TO: |
Members of the Legislative Commission on Pensions and Retirement |
FROM: |
Ed Burek, Deputy Director |
RE: |
S.F. 3040 (Hottinger); H.F. 3294 (Seifert): TRA and First Class City Teacher Plans, Service Credit Purchase Payment Deadline Extension |
DATE: |
February 12, 2002 |
Summary
S.F. 3040 (Hottinger); H.F. 3294 (Seifert): TRA and First Class City Teacher Plans, Service Credit Purchase Payment Deadline Extension extends the deadline for use of the revised full actuarial value procedure (Section 356.55) from July 1, 2003, to July 1, 2005, and extends the various service credit purchase provisions enacted in 1999 for teacher plans from May 16, 2002, through May 16, 2005.
Discussion
The service credit purchase provisions added on a temporary basis to law in 1999 include several provisions. Some of the periods authorized for purchase under those laws do not relate to any break in public service. Some permit service credit purchase in a Minnesota public plan for periods of private sector employment or employment in church-related schools. The provisions include service credit for military service provided before the employee entered Minnesota public employment, out-of-state and out-of-country teaching service, uncovered maternity leaves or maternity-related breaks in service, private or parochial teaching service, Peace Corp or VISTA service, and charter school teaching service.

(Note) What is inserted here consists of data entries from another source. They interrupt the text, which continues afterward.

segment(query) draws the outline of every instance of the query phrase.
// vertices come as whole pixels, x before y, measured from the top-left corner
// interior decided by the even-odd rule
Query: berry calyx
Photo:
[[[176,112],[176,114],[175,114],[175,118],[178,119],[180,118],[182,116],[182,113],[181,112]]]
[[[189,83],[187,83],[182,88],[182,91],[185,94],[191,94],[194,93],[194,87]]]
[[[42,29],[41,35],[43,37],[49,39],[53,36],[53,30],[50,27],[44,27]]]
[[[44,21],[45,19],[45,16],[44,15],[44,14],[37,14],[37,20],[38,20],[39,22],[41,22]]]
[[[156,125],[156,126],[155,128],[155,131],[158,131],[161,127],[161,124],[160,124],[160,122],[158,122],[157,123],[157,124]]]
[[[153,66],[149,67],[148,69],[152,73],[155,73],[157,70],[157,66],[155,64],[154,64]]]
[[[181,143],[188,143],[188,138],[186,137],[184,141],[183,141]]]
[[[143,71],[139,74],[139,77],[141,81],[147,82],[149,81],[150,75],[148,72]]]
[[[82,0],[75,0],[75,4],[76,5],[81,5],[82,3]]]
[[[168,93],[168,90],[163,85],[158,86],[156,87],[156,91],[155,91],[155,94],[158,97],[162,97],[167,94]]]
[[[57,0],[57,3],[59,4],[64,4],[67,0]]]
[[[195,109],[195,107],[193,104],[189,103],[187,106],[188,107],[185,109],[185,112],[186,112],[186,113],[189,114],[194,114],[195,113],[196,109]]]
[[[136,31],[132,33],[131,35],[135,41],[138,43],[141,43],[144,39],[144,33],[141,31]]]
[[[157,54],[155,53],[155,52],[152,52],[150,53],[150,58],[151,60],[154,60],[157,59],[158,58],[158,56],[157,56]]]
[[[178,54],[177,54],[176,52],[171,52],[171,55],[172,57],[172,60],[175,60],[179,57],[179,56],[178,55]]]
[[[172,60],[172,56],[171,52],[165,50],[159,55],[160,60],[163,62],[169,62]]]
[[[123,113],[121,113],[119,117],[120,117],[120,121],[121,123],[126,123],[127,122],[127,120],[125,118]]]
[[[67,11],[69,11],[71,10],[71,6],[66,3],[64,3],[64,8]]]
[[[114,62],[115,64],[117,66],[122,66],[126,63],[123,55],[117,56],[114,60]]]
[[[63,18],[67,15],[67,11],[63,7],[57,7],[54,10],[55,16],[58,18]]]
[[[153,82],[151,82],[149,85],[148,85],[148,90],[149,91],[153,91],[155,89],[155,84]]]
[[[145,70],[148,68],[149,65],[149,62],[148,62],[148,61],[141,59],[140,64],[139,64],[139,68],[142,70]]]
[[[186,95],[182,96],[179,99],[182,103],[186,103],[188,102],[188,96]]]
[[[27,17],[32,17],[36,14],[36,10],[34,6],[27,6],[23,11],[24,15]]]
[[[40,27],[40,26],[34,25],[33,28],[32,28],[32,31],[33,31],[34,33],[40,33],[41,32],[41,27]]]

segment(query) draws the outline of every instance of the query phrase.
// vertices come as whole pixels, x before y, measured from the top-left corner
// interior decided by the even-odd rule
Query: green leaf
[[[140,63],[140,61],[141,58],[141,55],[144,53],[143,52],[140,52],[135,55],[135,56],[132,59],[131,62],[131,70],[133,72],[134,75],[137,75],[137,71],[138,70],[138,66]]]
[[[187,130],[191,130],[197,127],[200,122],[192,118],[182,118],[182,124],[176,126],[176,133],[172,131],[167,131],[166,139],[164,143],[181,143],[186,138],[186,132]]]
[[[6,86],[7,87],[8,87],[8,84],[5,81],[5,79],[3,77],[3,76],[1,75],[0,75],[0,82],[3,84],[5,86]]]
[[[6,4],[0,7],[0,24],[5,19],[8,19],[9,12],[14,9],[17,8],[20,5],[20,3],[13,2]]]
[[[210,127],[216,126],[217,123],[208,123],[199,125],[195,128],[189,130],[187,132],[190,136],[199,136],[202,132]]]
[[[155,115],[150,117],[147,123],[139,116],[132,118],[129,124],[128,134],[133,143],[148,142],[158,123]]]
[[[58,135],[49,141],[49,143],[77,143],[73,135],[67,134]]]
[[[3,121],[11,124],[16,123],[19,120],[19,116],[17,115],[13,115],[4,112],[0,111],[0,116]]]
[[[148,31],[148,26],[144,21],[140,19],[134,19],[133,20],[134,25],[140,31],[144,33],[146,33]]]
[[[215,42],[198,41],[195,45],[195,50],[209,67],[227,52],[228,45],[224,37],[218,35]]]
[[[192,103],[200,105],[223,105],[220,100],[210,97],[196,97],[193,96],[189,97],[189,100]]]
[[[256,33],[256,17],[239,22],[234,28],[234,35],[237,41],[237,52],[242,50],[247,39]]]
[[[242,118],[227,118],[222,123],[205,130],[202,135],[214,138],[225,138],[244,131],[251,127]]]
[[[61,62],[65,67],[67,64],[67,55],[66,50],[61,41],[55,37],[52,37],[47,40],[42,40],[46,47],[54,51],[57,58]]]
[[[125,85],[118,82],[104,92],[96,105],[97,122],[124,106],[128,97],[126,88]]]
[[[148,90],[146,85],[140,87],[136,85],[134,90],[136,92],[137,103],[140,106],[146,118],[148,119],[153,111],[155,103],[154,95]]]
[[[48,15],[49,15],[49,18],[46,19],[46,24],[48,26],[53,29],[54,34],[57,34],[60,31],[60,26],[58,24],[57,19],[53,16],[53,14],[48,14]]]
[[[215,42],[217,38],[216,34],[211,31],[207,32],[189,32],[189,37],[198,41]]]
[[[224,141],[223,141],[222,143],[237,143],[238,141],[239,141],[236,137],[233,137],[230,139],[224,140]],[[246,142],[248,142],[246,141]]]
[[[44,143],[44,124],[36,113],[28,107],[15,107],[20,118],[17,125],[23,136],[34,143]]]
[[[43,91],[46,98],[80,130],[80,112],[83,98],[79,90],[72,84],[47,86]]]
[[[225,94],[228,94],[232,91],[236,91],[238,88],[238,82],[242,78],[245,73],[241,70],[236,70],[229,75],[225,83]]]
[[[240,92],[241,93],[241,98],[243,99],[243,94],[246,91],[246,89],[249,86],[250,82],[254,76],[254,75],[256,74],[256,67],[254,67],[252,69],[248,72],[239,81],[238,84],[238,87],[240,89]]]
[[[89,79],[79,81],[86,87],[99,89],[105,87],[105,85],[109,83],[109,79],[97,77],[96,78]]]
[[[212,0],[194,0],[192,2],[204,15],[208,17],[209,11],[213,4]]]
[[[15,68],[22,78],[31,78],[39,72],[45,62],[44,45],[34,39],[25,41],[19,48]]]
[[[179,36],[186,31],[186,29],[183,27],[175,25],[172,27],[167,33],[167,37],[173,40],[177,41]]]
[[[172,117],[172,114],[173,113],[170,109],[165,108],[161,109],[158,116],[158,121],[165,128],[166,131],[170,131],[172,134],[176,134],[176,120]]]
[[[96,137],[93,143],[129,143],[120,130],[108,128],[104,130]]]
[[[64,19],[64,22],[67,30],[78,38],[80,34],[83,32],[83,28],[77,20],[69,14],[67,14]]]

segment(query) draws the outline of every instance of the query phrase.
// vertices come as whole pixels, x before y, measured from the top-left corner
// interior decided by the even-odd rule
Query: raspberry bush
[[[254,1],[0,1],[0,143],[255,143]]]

The Legislative Commission on Pensions and Retirement (LCPR) was also informed that an amendment is likely to be offered. That amendment, A02-1036, drafted by the Revisor’s Office, would add to the bill an extension from May 16, 2002, to May 16, 2005, of similar military service credit purchase authority temporarily added to the Minnesota State Retirement System (MSRS) and Public Employees Retirement Association (PERA) plans, and authority added in 2001 for service credit purchases for parental and family-related leaves to numerous plans, including certain local police or paid fire plans.
Pension Policy Issues.
Among the pension policy issues raised by this proposal are the following:
Harm to Pension Fund, Adverse Selection Problem. These provisions of law create adverse selection. In theory no harm will occur to the plan, providing all assumptions used in computing the purchase price are met. The problem in practice is that those assumptions will not be satisfied. The computation method determines a purchase price under the assumption that the pension fund will earn an 8.5 percent return on the money received until the individual’s retirement date. In investment markets like those we have experienced in the last few years, the pension fund cannot earn an 8.5 percent return. If the fund is unable to earn an 8.5 percent return on the money received under the service credit purchase, that purchase is subsidized. In some recent years, the investment return was actually negative, rather than positive 8.5 percent or higher. In bad market environments people are most likely to make these purchases, and in those situations the fund is most likely to be harmed.
Interaction with Benefit Increase Proposals. When service credit purchase prices are computed, they are computed assuming the current pension plan. Whenever an individual makes a service credit purchase and the benefit plan is enhanced before the individual retires, a windfall occurs. TRA and first class city teacher plan administrators and various teacher union officials currently are working on a proposal to merge TRA and the three first class city teacher fund associations. Early discussion among the teacher groups suggested that the merger proposal was likely to include a request for a substantial benefit improvement. The possibility of a considerable benefit improvement under the merger proposal may lead to an increase in prior service purchases, in the expectation that the purchase will be subsidized due to a later benefit improvement.
Transfer of Risk. The various service credit purchase provisions added to TRA, first class city teacher plan law, MSRS, PERA, and various other funds a few years ago amount to an opportunity for members of those defined benefit plans to convert personal savings and defined contribution plan assets, where there are no guarantees, into a defined benefit plan asset that is guaranteed. The responsibility for investing the assets and all investment and mortality risk is shifted from the member to the pension fund. The issue is whether permitting that transfer reflects good public pension policy.